[cairo] Wayland remote rendering: Cairo/Pango as Remote Calls over VNC

Tarnyko tarnyko at tarnyko.net
Tue Aug 24 18:29:32 UTC 2021


Hi folks, 

Very interesting heads-up about the ctx graphics framework, thanks for 
lettings me/us now. 

As for Wayland remote rendering in general, you may be interested about the 
Waypipe project : 

https://mstoeckl.com/notes/gsoc/blog.html 

I exchanged a few messages with the author back then, and stopped -as demand 
is quite low.
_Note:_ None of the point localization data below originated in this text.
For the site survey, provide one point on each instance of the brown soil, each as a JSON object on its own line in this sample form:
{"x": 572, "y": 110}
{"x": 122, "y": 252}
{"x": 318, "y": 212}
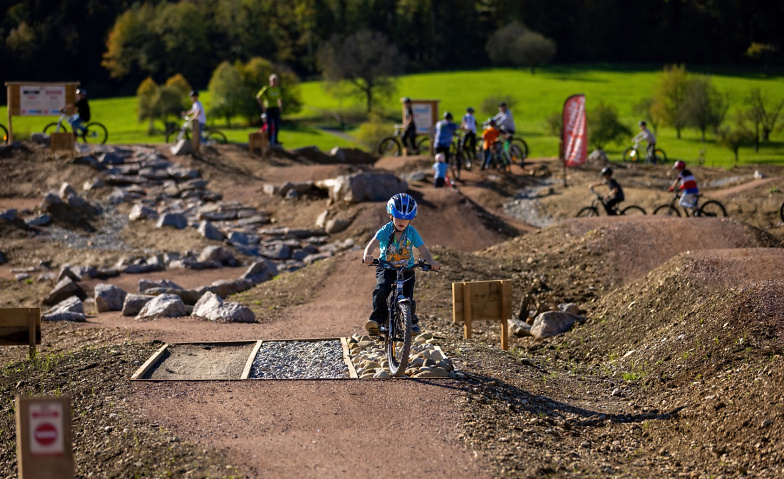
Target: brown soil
{"x": 677, "y": 370}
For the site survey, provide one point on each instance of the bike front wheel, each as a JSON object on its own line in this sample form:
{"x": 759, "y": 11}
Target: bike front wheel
{"x": 587, "y": 212}
{"x": 712, "y": 208}
{"x": 633, "y": 210}
{"x": 94, "y": 133}
{"x": 667, "y": 210}
{"x": 389, "y": 147}
{"x": 399, "y": 340}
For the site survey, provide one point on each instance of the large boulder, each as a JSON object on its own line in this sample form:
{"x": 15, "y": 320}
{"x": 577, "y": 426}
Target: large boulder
{"x": 63, "y": 290}
{"x": 165, "y": 305}
{"x": 366, "y": 187}
{"x": 553, "y": 323}
{"x": 69, "y": 309}
{"x": 212, "y": 307}
{"x": 109, "y": 297}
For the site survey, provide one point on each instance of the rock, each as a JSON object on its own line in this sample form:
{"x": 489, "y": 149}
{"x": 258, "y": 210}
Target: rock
{"x": 209, "y": 231}
{"x": 70, "y": 309}
{"x": 212, "y": 307}
{"x": 336, "y": 226}
{"x": 176, "y": 220}
{"x": 552, "y": 323}
{"x": 63, "y": 290}
{"x": 217, "y": 254}
{"x": 366, "y": 187}
{"x": 519, "y": 328}
{"x": 165, "y": 305}
{"x": 134, "y": 303}
{"x": 260, "y": 271}
{"x": 109, "y": 298}
{"x": 141, "y": 212}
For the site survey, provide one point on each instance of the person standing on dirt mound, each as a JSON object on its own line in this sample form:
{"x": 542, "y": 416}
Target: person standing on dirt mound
{"x": 688, "y": 185}
{"x": 270, "y": 98}
{"x": 397, "y": 240}
{"x": 616, "y": 192}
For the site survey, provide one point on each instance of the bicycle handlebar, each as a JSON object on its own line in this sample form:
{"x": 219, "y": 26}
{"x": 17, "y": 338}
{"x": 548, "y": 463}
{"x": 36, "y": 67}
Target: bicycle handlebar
{"x": 389, "y": 265}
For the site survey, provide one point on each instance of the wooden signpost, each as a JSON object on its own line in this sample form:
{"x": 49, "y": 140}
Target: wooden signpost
{"x": 483, "y": 301}
{"x": 20, "y": 326}
{"x": 43, "y": 438}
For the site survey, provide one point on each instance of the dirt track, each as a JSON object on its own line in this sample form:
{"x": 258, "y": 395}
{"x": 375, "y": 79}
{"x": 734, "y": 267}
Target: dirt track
{"x": 548, "y": 408}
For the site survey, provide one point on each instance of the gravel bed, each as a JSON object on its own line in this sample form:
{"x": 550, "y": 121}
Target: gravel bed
{"x": 299, "y": 360}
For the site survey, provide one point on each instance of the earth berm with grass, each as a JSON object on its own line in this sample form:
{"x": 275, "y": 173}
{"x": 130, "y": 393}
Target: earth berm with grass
{"x": 676, "y": 370}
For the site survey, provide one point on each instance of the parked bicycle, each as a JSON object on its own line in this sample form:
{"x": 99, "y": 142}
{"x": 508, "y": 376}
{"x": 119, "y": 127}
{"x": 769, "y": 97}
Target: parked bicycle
{"x": 633, "y": 154}
{"x": 597, "y": 205}
{"x": 93, "y": 132}
{"x": 393, "y": 146}
{"x": 708, "y": 209}
{"x": 397, "y": 333}
{"x": 174, "y": 134}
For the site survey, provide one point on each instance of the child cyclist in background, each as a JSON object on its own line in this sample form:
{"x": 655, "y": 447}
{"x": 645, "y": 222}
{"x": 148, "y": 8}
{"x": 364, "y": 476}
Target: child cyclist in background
{"x": 397, "y": 240}
{"x": 688, "y": 185}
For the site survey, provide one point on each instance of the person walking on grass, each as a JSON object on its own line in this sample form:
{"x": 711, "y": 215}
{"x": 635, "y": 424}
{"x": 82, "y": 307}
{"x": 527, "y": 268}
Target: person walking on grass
{"x": 270, "y": 99}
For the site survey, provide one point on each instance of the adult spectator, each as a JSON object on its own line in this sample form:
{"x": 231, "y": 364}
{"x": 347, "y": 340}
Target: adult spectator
{"x": 270, "y": 98}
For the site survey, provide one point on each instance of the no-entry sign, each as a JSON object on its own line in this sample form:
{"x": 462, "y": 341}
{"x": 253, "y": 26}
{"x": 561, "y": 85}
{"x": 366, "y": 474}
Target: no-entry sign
{"x": 43, "y": 437}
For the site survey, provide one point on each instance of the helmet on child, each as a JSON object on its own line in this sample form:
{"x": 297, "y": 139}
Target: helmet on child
{"x": 402, "y": 206}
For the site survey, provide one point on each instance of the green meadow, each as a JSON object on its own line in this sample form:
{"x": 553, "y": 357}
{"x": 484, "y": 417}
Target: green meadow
{"x": 537, "y": 97}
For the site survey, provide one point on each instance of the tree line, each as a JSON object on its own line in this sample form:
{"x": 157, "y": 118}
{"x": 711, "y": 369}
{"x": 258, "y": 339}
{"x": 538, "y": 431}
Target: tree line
{"x": 111, "y": 46}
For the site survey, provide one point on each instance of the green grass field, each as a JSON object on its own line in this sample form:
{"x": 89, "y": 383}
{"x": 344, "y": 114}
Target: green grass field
{"x": 538, "y": 96}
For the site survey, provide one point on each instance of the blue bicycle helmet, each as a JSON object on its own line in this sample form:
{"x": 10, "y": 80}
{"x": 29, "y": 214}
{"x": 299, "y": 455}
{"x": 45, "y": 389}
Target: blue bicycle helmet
{"x": 402, "y": 206}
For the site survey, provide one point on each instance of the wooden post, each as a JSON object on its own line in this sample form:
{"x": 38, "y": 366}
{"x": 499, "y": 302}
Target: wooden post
{"x": 467, "y": 313}
{"x": 196, "y": 137}
{"x": 43, "y": 438}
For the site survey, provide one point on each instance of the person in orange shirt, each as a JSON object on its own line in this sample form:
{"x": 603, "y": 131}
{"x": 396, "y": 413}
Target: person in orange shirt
{"x": 489, "y": 136}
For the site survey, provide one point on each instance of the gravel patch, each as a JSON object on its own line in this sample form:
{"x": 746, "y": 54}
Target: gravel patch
{"x": 300, "y": 360}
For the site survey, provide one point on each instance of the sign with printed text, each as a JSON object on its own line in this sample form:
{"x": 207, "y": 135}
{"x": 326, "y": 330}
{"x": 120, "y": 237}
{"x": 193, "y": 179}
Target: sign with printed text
{"x": 41, "y": 99}
{"x": 575, "y": 137}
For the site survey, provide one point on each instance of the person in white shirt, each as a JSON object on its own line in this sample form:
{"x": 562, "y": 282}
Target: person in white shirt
{"x": 646, "y": 135}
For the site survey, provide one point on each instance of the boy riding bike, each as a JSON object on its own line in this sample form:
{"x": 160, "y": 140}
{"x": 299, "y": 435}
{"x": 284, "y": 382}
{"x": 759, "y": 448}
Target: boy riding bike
{"x": 397, "y": 240}
{"x": 611, "y": 201}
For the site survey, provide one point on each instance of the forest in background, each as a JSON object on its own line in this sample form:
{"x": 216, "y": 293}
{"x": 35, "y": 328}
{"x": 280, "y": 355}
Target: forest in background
{"x": 47, "y": 40}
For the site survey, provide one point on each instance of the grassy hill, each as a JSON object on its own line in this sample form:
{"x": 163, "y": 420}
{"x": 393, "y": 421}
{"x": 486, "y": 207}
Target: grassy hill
{"x": 538, "y": 96}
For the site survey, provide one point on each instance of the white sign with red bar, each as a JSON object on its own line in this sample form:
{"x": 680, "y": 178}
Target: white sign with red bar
{"x": 46, "y": 429}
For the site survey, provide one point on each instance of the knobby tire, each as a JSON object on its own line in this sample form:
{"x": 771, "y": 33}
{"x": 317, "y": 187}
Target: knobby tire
{"x": 398, "y": 351}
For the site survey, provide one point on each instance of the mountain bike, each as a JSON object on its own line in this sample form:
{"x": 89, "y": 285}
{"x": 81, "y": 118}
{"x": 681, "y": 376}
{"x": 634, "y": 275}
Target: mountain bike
{"x": 708, "y": 209}
{"x": 174, "y": 134}
{"x": 397, "y": 333}
{"x": 633, "y": 154}
{"x": 93, "y": 132}
{"x": 393, "y": 146}
{"x": 598, "y": 202}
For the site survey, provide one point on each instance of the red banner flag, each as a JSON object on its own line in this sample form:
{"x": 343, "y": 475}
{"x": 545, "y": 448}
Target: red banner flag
{"x": 575, "y": 138}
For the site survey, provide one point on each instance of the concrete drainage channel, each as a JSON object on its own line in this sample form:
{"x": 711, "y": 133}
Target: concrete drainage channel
{"x": 318, "y": 358}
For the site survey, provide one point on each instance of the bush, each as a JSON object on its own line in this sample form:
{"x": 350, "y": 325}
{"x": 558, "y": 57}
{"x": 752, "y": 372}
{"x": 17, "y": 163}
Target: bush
{"x": 373, "y": 131}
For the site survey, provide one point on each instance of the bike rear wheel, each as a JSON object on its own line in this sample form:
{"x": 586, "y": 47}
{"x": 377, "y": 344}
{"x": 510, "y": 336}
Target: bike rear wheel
{"x": 52, "y": 128}
{"x": 389, "y": 146}
{"x": 712, "y": 208}
{"x": 586, "y": 212}
{"x": 398, "y": 345}
{"x": 633, "y": 210}
{"x": 94, "y": 133}
{"x": 667, "y": 210}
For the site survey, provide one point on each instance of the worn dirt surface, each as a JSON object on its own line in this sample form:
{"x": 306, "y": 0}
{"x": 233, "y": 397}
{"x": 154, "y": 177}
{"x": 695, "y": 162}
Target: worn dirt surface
{"x": 675, "y": 372}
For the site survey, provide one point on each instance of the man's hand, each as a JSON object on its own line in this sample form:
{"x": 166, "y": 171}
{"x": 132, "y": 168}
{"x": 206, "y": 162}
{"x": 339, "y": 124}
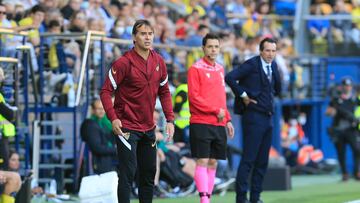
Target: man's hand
{"x": 247, "y": 101}
{"x": 230, "y": 129}
{"x": 116, "y": 124}
{"x": 221, "y": 115}
{"x": 169, "y": 131}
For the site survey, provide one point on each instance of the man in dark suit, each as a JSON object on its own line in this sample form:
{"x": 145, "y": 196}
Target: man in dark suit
{"x": 255, "y": 83}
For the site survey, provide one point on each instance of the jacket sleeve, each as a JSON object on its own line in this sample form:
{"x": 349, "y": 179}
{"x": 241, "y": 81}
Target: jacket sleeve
{"x": 238, "y": 74}
{"x": 90, "y": 130}
{"x": 277, "y": 82}
{"x": 164, "y": 93}
{"x": 113, "y": 79}
{"x": 195, "y": 99}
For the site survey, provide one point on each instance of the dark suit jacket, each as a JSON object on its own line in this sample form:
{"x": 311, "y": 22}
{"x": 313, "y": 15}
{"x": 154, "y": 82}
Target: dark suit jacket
{"x": 251, "y": 78}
It's supposed to hook onto executables, but you may very well 
use it with a library. 

(here is a demo with a pure Wayland video player -Celluloid- running through 
a remote on the Weston compositor :
https://www.tarnyko.net/repo/waypipe.png ) 

Performance is quite good but maybe not optimized for this usage. 

Regards,
Tarnyko 

Øyvind Kolås writes: 

> On Mon, Aug 23, 2021 at 2:20 PM Rick van Rein <rick at openfortress.nl> wrote:
>> This gave me the idea that remote procedure calls for Cairo/Pango
>> APIs could support remote Wayland.  VNC may be designed for pixels,
>> but it is open to extensions and an RPC protocol could be added as
>> a pseudo-encoding for pixels.
> 
> I am working on and exerpimented with a project that among many other
> things is such a remote graphics protocol and renderer: 
> 
> https://ctx.graphics/ 
> 
> it is a ANSI standard terminal extended with modern a modern vector
> graphics protocol, similar to how terminals used to be graphical with
> regis/tektronix graphics. To me it is natural that it is possible to
> upgrade a terminal from text mode to graphics mode, just like one can
> upgrade the console of ones workstation from text mode to graphics
> mode. By using this terminal emulator directly on the framebuffer
> device; one gets the potential foundation of a multi-tasking desktop
> that uses significantly less RAM than GPU based compositing window
> managers allocating a texture per window (the model does support
> texture caching of clients - for now the caching happens for sub
> regions of the desktop across clients). 
> 
> All the post script derived imaging models of
> direct2d/quartz/pdf/cairo/html canvas are closely related, ctx aligns
> more closely with HTML5 Canvas 2D context than cairo; though it is
> inspired by both. Ctx also sports features like CMYK, floating point
> raster images and ICC color management on top of the base rendering
> capabilities.  See https://ctx.graphics/protocol/ for the actual
> protocol itself. In ctx' implementation read-back of graphics state is
> done locally instead of incurring round trips; if one ignores ability
> to read back graphics state really minimal minimal bindings are
> possible like this ctx implementation for bash:
> https://ctx.graphics/file/demos/ctx.bash.html 
> 
> Textures are transmitted in-band, this even works for low resolution
> video playback locally - but using a different transport or doing
> shared memory out-of-band when renderer and client are on the same
> machine similar to how the kitty terminal graphics protocol works will
> be desired or neccesary. 
> 
> ctx is fast compared with cairo; especially considering that the only
> SIMD support in ctx is from what memcpy provides. In benchmarks of
> source-over, source-copy permuted with color, linear, radial, nearest
> neighbour and bilinear patterns, the only cases where cairo/pixman is
> faster than ctx is for bilinear patterns, for all the other cases the
> combination of the faster (sometimes even more accurate) rasterizer
> and optimized portable C code of ctx wins. For the most common paint
> source, color fills, ctx is currently 1.8-3x faster than cairo, for
> gradients fills ctx is sometimes 10x faster.